Chinese, New Zealand scientists reach deepest point in Kermadec Trench

2022-11-28 16:06:04Xinhua Editor : Li Yan ECNS App Download
Photo taken on Nov. 4, 2022, shows Chinese and New Zealand scientists in China's scientific research ship

Photo taken on Nov. 4, 2022, shows Chinese and New Zealand scientists in China's scientific research ship "Tan Suo Yi Hao" in Auckland, New Zealand. (IDSSE of CAS/Handout via Xinhua)

New Zealand Marine biologist Dr. Kareen Schnabel from the National Institute of Water and Atmospheric Research (NIWA) on Sunday used "incredible" many times to describe her unique experience with her Chinese counterparts and Human Occupied Vehicle (HOV) Fendouzhe after their expedition to one of the deepest regions in the ocean.

The successful dive was undertaken together by Schnabel and submersible pilots Deng Yuqing and Yuan Xin from China's Institute of Deep-Sea Science and Engineering (IDSSE) of the Chinese Academy of Sciences.

During the expedition, Schnabel and Deng become the first women to bottom down the Scholl Deep in the Kermadec Trench.

It was only the second crewed visit ever to explore the Scholl Deep of Kermadec Trench and was done as part of a two-month scientific voyage onboard the IDSSE's research vessel Tansuoyihao.

The Scholl Deep is the deepest known point of the Kermadec Trench, more than 1,000 km to the northeast of New Zealand. The trench is over 1,000 km long and its deepest point is at a depth greater than the height of Mount Qomolangma.

Using the HOV Fendouzhe, scientists collected deep-sea water samples, sediments, rocks, biological samples, and environmental data.

Dr. Schnabel and the submersible pilots spent six hours at the bottom of the sea exploring the Scholl Deep and the steep sides of the trench.

"Textbooks and images don't compare to experiencing the light disappearing as you leave the surface of the ocean or seeing the deep sea floor with your own eyes," Schnabel said.

"The fine sediments were covered in tracks, and we saw lots of small animals on the sea floor and in the water. It was jarring that there was still rubbish such as fishing floats and nets, even though we were more than 10,000 m below sea level."
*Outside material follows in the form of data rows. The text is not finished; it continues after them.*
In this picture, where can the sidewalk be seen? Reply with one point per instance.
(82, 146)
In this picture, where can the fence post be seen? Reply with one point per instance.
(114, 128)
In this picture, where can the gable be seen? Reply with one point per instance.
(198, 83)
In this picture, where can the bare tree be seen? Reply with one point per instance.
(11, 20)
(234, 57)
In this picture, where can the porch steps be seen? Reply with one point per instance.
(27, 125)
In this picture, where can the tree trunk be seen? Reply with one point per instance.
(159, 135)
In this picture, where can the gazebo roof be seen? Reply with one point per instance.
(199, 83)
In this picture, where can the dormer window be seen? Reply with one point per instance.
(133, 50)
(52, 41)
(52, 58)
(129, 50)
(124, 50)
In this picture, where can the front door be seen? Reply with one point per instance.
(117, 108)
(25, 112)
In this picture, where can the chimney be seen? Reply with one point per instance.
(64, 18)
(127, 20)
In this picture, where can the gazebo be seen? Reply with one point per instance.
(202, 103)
The first leg of the voyage was completed after HOV Fendouzhe undertook 16 dives between 5,747 m and 10,000 m in depth, in addition to the deployment of other independent samplers such as a lander, CTD (water sampler), and a gravity corer.

"It is really exciting for both Chinese and New Zealand scientists to have the opportunity to comprehensively appreciate the complexity and diversity of the geo and ecosystem of the Kermadec Trench," Dr. Peng Xiaotong, the leader of this voyage from IDSSE said.

"Taking rock samples, for example, offers us a unique chance to understand the nature of the subducting and overriding plate, as well as the mechanism of the subduction initiation in Kermadec Trench," Peng said.

"We saw highly diverse sea floor communities even at great depths and discovered strange and rarely seen organisms such as the upside-down angler fish. As we go deeper into the trench, seafloor ecosystems become dominated by small organisms, which will need to be examined using light and electron microscopy back on land."

Chinese ambassador Wang Xiaolong highlighted the expedition as a journey of exploration, and friendship as well as a journey of seeking cooperation, which provides an important platform for China-NZ marine collaboration.

Dr. Schnabel echoed the ambassador by saying "Fendouzhe is an incredible piece of equipment that provides scientists from all over the world the opportunities to observe the environment like Kermadec Trench. I hope the scientific collaboration between the two countries will continue in future."